Grocery store.  You've brought along your 16 year old mother's helper, because for the love of god, you learned your lesson the last time you tried to navigate the grocery store as the solo adult responsible for ensuring that nobody was left in the cereal aisle and now you're fairly certain that the store management is considering banning you for life.  So now you've brought reinforcements, and the travelling shit-show circus you run with has made it into the produce aisle.  You have two overflowing carts and the kale keeps falling on the floor and suddenly you've got company in the form of a creepishly swanky thirty-something.  He circles, and then circles again, and just as you're about to let loose on him a small tirade to the likes of FOR GOODNESS SAKE HOW MANY TIMES DO I HAVE TO WAVE MY WEDDING BAND IN YOUR FACE YOU CREEPY're saved by the realization that the wagon he's circling belongs not to you, but to the sitter.  And then he's asking her out in an eerily "To Catch a Predator" sort of way, and you casually fluff your sensibly short mom-hair and shoot him a look that he TOTALLY will know means, "I FIT THIS ASS INTO SIZE FOUR JEANS THIS MORNING AFTER KNOCKING OUT A BABY SEVEN WEEKS AGO, YOU SICK PEDOPHILE."


So you decide that an upcoming wedding will be your chance to get your swagger back.  You order a flirty little number online and buy some killer heels.  You buy spanx.  Gulp.  Cringe.  Spanx.

You try it all on.  You smile.  Hoooooooo yeah.

You slink down the hall to the kitchen to show your husband.  You spin around and ask, totally casually, "do you think this outfit will be okay for the wedding?"

You await and envision his response.  "WOW."  "You're stunning."  "HEY SEXY MAMA!"  "HOOOOOOOOOOOOO YEAH!"

He cocks his head to the side.  "Yeah.  That should work."  He turns back around to the sink.  

He will spend the next six weeks wondering why the OB suddenly "called" to advise that things are not healing well from the birth and will probably take at least another month or two.


You develop a new mantra, to cover all your bases:

I will embrace my maternal womanhood!  Hoooooo yeah!

I will age gracefully and no matter how tempting, I will not bleach my hair, tuck my tummy, or resort to pink lip gloss!  Hooooooooo yeah!

I will have my ass inappropriately pinched by a stranger at least once more in my life, even if I have to pay somebody to do it!  Hooooooooo yeah!

I will not say "Hoooooooooooooooo yeah!" out loud even though I use it in my writing to emphasize points, because it makes me sound like I'm seventy!  Hooooooooooooooooooooooooooooooooooooo yeah!


Pamela said...

It's been 2 years since I cranked out my fourth baby, and oddly(?) or sadly (?) enough, I'm exactly where you are.

Except the size 4 jeans thing.

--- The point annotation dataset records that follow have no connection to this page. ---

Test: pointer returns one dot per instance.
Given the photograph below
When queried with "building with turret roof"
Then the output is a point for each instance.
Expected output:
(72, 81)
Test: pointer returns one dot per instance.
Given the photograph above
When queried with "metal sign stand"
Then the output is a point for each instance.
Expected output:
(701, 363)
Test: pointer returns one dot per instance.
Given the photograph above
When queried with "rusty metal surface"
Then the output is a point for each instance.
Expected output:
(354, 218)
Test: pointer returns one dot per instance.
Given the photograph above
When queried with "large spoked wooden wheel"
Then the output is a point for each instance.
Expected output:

I have never fit into a size 4.

Jill said...

I'll pinch your ass. And no, you don't have to pay me.

Amy H said...

Haha, oh April. Strap those babies on and do some squats and lunges. You will have a firm booty before you know it! P.S even when you are feeling not so sexy just be thankful that you don't have a creepy men stalking you...there is something to be said for that :)

usaschoolmarm said...

Jill, you're a good friend.

usaschoolmarm said...

Jill, you're a good friend.

Jen said...

i've followed your blog for a while. you speak of (and to) the most fundamental experiences of womanhood. that part of me, even if she's been stuffed down & kept quiet all day, knows a fellow traveler when she hears one. i always feel a little more aware of that part of me when i read your thoughts. thanks.